White pointed out that many regions of the world are accustomed to big changes in temperature: “There are parts of North America – Canada is a great example – where they get 35ºC in summer quite frequently and –30ºC in winter. Their swing is far bigger. Australia gets 40ºC in summer, but we rarely get zero in winter.

If you have a few days in a row where things don’t get to cool down and the heat builds and builds, you start to push the envelope

Dr Greg White, The Centre for Pavement Engineering Education

White pointed out that many regions of the world are accustomed to big changes in temperature: “There are parts of North America – Canada is a great example – where they get 35ºC in summer quite frequently and –30ºC in winter. Their swing is far bigger. Australia gets 40ºC in summer, but we rarely get zero in winter.

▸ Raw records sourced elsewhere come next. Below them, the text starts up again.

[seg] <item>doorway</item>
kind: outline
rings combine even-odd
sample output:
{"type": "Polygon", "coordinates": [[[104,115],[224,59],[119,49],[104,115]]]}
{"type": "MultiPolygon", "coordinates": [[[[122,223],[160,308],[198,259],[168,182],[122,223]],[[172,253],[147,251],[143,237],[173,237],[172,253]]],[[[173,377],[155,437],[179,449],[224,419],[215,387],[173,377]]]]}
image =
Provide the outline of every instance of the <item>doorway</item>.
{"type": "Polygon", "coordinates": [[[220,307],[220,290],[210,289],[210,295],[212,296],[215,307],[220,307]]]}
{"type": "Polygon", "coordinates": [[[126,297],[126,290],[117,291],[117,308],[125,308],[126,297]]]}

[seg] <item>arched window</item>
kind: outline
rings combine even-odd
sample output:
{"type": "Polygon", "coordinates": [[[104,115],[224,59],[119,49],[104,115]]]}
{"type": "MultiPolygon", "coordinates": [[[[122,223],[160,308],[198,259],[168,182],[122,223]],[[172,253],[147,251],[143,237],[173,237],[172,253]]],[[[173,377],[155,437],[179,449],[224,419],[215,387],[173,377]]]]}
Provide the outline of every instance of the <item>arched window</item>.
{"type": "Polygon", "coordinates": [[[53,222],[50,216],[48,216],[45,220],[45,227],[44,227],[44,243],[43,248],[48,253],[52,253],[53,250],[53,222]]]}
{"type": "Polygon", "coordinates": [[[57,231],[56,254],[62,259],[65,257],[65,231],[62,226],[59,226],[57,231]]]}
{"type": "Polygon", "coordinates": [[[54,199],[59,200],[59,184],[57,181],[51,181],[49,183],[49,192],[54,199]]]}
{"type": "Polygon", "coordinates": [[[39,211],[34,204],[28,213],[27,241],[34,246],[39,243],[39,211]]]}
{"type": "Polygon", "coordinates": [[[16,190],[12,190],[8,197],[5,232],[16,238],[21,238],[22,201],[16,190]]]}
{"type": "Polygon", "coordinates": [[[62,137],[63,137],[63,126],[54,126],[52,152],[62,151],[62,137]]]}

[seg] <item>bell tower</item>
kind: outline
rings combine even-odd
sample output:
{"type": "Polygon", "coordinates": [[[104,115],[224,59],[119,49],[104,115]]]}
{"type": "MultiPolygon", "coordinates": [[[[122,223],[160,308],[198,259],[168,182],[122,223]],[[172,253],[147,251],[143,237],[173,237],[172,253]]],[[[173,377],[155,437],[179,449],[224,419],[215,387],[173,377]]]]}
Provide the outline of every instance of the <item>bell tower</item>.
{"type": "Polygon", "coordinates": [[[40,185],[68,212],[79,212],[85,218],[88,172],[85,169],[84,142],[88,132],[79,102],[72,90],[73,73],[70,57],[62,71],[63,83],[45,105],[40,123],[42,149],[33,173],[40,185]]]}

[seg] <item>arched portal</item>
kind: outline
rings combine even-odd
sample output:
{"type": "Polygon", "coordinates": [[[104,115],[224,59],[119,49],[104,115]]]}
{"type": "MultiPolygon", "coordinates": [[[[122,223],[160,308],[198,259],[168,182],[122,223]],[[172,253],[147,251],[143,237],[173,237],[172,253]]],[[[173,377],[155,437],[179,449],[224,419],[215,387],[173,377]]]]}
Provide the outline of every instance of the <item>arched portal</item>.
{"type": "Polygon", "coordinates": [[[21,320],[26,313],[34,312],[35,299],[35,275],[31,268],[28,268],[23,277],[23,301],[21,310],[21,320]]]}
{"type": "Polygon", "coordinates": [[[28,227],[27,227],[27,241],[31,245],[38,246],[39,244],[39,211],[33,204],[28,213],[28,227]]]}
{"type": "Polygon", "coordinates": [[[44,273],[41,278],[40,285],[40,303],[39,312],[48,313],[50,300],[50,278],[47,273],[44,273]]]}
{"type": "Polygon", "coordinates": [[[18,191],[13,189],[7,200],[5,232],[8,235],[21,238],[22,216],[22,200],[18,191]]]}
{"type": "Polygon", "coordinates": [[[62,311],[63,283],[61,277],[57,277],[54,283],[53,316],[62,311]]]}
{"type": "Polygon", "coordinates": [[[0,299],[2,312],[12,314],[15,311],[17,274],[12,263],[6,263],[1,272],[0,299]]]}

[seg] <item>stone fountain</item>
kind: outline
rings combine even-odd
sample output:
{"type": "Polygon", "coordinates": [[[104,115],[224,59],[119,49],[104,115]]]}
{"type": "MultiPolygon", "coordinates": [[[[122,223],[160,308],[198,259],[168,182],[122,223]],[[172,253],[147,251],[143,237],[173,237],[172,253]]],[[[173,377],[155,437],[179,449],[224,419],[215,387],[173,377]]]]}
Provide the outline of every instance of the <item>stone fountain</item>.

“Deserts are the other places that have big swings. They have the heat of summer, but they can reach sub-zero in winter because there’s no insulation. Coastal areas usually have lesser swings than inland areas, so because the UK is coastal it's better off in terms of a smaller swing.”

Temperature variance means the appropriate paving material changes depending on an airport’s location. White said: “If you took an Australian pavement and put it in Germany or North America you might get cracks in winter because they’re not engineered for that.”

Even in Australia, though, unusual weather can cause problems: “If you have a few days in a row where things don’t get to cool down and the heat builds and builds, you start to push the envelope.” This applies to all paving in critical transport infrastructure, including roads, not just airport runways.

AECOM’s Bachar Hakim noted: “Two main factors contribute to pavement deterioration: environmental effects and traffic loading. The environmental variations include temperature, which causes asphalt rutting in hot weather and cracking of the age-hardened brittle asphalt, as well as concrete wrapping and thermal cracking. Seasonal changes in foundation condition due to moisture and freeze-thaw action can lead to further damage. The designer should consider the expected temperature and moisture variations at the airport site during construction and life cycle when designing the pavement and materials.”

DXB airport runway

The most effective surface varies according to parameters such as temperature and traffic loading

BBA and its benefits

In the 1990s, a high-performing asphalt called BBA (béton bitumineux pour chaussées aéronautiques) was introduced in France and has increasingly been used in runway construction in Europe.

Civil engineering firm Colas has used BBA-spec asphalt in various resurfacing projects since 2005, including Manchester, Birmingham, East Midlands, Jersey, the Isle of Man, Southend and Sumburgh airports. In a case study, the contractor identified various benefits of the material: “The coarse surface texture and high friction characteristics of BBA negate the need for grooving, saving time and allowing aircraft [on the surface] as soon as it has been compacted and cooled.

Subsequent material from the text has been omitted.